Why has wealth inequality increased in the United States? A lot of semi-plausible but vague theories have been offered–changes in the tax code, the diminished role of unions and so forth–but there are surprisingly few fully-specified models. In an important paper, Mohsen Mohaghegh (on the job market) has a new answer.

Wealth inequality has risen considerably in the US since 1975. For instance, the wealth share of households in the top 1 percent of the distribution rose from 25 percent in 1975 to more than 37 percent in 2007. This paper builds on theories of entrepreneurship and wealth inequality to address changes in inequality in the US between 1975 and 2007.

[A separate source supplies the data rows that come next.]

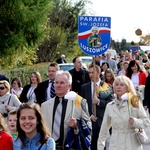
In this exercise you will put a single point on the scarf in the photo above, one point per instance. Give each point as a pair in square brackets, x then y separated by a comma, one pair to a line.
[120, 103]
[4, 97]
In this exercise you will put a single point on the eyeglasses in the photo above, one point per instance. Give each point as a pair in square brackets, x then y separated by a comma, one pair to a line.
[2, 87]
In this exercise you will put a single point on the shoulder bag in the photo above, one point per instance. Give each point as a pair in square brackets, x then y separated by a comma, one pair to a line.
[141, 136]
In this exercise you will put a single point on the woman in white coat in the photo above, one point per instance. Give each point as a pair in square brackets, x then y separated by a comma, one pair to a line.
[123, 119]
[8, 101]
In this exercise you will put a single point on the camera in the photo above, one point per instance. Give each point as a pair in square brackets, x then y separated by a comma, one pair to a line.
[5, 115]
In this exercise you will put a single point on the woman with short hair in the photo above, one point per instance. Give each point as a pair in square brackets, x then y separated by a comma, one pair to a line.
[8, 101]
[32, 130]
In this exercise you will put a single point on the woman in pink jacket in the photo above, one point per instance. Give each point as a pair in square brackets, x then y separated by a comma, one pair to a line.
[134, 72]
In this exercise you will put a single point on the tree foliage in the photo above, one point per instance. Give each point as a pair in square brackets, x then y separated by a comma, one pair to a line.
[21, 28]
[64, 16]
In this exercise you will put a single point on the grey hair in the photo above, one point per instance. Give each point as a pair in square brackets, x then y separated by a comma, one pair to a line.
[61, 72]
[125, 80]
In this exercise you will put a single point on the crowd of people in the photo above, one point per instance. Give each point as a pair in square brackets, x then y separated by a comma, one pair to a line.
[79, 108]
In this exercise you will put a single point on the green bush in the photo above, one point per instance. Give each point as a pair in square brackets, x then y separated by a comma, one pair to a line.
[24, 73]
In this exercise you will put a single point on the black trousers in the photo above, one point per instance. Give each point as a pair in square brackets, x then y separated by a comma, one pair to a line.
[95, 135]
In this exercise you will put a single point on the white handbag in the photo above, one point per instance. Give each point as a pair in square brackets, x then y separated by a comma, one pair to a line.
[141, 136]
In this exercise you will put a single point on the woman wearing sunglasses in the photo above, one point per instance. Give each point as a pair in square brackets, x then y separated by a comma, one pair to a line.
[8, 101]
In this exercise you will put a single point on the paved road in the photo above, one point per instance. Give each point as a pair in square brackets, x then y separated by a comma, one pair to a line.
[146, 146]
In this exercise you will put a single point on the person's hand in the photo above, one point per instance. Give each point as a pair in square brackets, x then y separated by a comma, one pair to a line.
[131, 121]
[93, 118]
[7, 107]
[145, 107]
[95, 100]
[73, 123]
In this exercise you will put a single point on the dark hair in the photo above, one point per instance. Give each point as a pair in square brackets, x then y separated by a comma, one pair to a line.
[74, 59]
[109, 71]
[96, 67]
[54, 64]
[3, 126]
[129, 71]
[18, 81]
[41, 126]
[104, 64]
[38, 76]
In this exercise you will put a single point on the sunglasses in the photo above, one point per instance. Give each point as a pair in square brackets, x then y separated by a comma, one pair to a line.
[2, 87]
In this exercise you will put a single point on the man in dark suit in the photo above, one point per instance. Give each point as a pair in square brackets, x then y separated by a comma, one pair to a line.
[99, 101]
[69, 110]
[79, 75]
[61, 60]
[146, 101]
[43, 90]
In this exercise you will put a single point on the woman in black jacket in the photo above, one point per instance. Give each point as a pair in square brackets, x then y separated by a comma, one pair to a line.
[28, 94]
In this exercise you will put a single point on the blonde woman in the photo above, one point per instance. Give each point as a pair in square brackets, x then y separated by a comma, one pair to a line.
[28, 94]
[122, 118]
[5, 138]
[8, 101]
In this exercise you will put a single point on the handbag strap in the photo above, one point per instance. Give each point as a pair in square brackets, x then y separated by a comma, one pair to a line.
[43, 143]
[9, 100]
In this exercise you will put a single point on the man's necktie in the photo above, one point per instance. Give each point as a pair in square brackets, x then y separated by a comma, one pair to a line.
[52, 90]
[57, 121]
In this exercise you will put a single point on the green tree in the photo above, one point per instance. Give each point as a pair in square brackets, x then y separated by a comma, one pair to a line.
[64, 16]
[22, 28]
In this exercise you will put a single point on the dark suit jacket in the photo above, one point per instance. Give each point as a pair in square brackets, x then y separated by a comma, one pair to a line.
[2, 77]
[84, 79]
[146, 101]
[41, 92]
[59, 61]
[23, 96]
[100, 109]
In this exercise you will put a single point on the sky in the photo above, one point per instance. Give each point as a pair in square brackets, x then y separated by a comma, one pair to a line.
[126, 17]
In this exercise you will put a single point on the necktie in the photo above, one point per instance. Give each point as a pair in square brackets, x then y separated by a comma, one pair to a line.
[57, 121]
[52, 90]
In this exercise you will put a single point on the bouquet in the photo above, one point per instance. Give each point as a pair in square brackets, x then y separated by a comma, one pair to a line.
[132, 101]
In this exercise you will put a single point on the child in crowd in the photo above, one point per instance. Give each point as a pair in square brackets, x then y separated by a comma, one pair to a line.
[32, 130]
[109, 76]
[5, 138]
[11, 122]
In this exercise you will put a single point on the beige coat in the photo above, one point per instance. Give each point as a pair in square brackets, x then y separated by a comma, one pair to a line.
[47, 111]
[123, 134]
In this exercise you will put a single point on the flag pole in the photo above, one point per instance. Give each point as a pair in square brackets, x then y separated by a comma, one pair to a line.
[94, 91]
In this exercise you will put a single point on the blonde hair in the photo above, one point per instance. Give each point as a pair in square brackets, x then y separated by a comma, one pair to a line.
[3, 126]
[6, 84]
[125, 80]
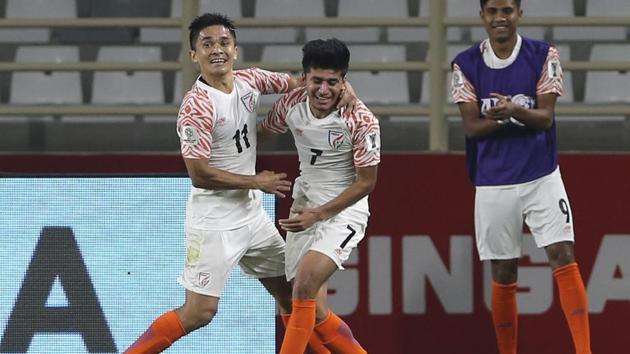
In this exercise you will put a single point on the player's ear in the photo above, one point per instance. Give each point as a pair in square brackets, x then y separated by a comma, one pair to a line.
[193, 55]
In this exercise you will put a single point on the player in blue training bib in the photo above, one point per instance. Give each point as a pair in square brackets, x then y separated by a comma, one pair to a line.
[506, 89]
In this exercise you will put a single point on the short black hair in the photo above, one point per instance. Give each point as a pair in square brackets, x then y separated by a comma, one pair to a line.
[483, 3]
[325, 54]
[209, 19]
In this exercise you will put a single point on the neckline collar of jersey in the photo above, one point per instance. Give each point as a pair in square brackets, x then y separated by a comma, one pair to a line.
[495, 62]
[311, 116]
[206, 86]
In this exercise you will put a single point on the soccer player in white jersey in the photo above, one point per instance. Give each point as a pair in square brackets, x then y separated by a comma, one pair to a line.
[506, 89]
[225, 221]
[339, 153]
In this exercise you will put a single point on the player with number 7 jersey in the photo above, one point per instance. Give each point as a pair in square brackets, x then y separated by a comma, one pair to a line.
[339, 152]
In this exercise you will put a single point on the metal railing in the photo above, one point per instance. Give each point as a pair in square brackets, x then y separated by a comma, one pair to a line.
[436, 64]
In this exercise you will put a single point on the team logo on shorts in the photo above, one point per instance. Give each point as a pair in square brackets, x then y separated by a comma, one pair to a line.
[249, 101]
[204, 279]
[335, 138]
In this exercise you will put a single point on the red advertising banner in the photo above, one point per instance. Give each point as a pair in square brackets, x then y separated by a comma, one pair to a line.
[416, 284]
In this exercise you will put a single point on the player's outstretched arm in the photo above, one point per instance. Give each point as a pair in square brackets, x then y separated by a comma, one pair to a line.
[206, 177]
[540, 117]
[306, 217]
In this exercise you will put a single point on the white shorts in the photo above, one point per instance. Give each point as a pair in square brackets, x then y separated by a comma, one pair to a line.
[335, 237]
[210, 255]
[500, 211]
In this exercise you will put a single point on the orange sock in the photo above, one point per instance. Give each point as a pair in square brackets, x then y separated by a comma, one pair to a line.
[337, 336]
[300, 327]
[575, 306]
[163, 332]
[314, 344]
[505, 316]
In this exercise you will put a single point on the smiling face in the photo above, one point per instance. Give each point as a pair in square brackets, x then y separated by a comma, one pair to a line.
[324, 87]
[215, 51]
[501, 17]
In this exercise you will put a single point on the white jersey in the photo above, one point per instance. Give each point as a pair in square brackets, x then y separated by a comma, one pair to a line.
[221, 127]
[329, 148]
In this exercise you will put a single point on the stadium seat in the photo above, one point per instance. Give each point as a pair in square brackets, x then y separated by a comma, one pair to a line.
[35, 9]
[383, 86]
[290, 8]
[279, 54]
[454, 8]
[348, 35]
[567, 77]
[589, 33]
[173, 35]
[32, 87]
[280, 8]
[371, 8]
[607, 8]
[178, 93]
[608, 86]
[115, 87]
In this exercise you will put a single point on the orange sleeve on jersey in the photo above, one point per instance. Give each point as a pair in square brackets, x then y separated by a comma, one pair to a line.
[195, 123]
[366, 136]
[551, 77]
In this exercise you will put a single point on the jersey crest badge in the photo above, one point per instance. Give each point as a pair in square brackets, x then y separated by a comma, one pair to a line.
[249, 101]
[335, 139]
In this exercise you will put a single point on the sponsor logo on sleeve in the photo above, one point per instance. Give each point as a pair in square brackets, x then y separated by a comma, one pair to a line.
[189, 135]
[553, 69]
[458, 79]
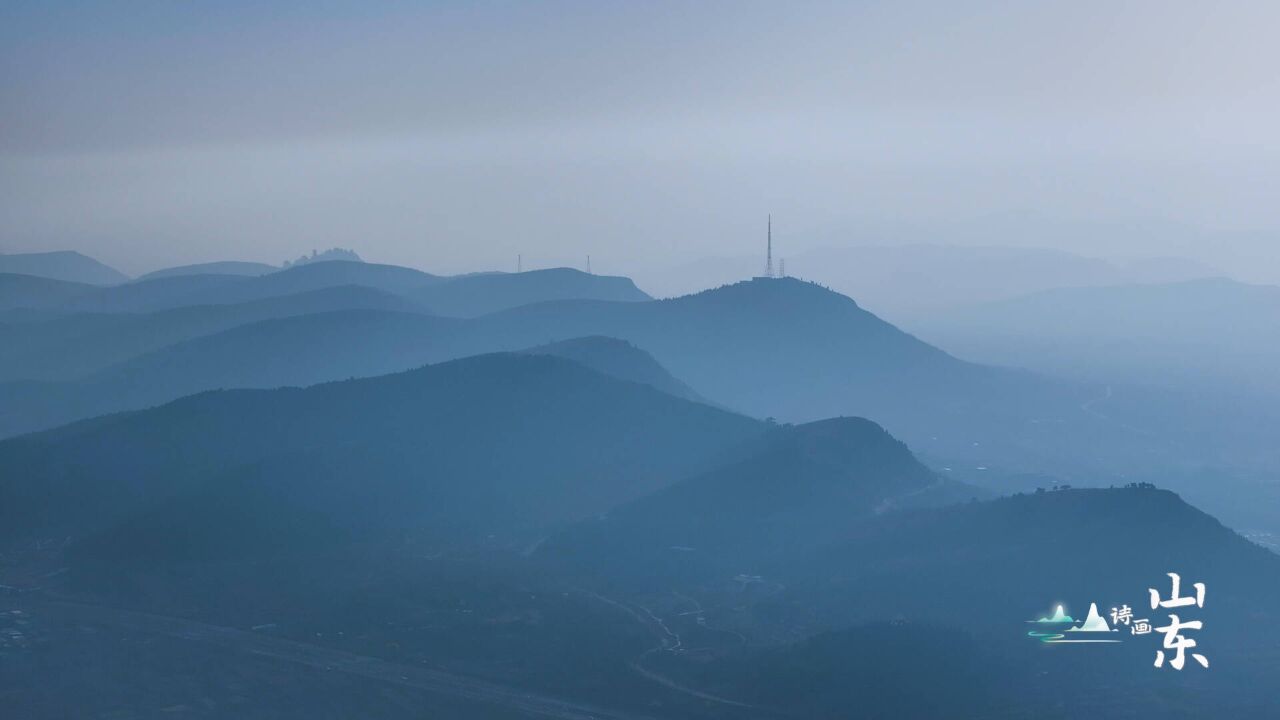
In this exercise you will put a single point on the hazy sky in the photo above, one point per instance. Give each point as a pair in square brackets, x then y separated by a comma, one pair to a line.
[452, 136]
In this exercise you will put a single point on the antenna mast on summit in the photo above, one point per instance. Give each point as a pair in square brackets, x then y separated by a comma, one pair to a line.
[768, 251]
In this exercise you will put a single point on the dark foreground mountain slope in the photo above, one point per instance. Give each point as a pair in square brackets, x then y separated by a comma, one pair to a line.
[297, 350]
[315, 276]
[467, 296]
[483, 445]
[792, 350]
[62, 265]
[80, 345]
[620, 359]
[800, 488]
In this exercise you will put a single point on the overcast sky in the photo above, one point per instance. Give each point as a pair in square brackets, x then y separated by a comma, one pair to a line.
[452, 136]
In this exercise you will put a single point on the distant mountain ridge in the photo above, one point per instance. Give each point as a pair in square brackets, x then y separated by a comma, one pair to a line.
[62, 265]
[216, 268]
[1214, 333]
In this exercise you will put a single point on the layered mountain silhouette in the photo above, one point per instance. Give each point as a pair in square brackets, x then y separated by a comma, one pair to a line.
[485, 445]
[62, 265]
[915, 281]
[769, 347]
[979, 564]
[216, 268]
[33, 292]
[80, 345]
[798, 488]
[481, 294]
[620, 359]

In the data, there are two trends in entrepreneurship since 1975: the average debt-to-asset ratio among entrepreneurs has increased, and the number of entrepreneurs (the entrepreneurship rate) has fallen. I study how the distribution of wealth changes over time, when these two trends are accounted for in a model.

…[two] channels accounts for both the fall in the entrepreneurship rate and the rise in the entrepreneurs’ leverage: an increase in banks’ willingness to fund risky entrepreneurial projects and a rise in the costs of starting a business. When changes in entrepreneurship are accounted for, my model explains more than 90 percent of the rise in the share of wealth held by the top 1 percent of households, and just under half of the rise in the share of the top 0.01 percent of households in the data.

A lower rate of entrepreneurship implies that a smaller number of households can take advantage of their productive ideas. Active entrepreneurs, however, have access to more capital which allows highly productive entrepreneurs to expand their businesses. Both of these changes contribute to a rise in inequality over time.

Below are two figures from the paper showing the declining entrepreneurship rate and increasing leverage. Mohaghegh doesn’t explain these facts but he connects three literatures, declining entrepreneurship, increasing financialization and rising inequality and he shows that the first two of these well-known features of the US economy can explain a large share of the third, the rise in inequality.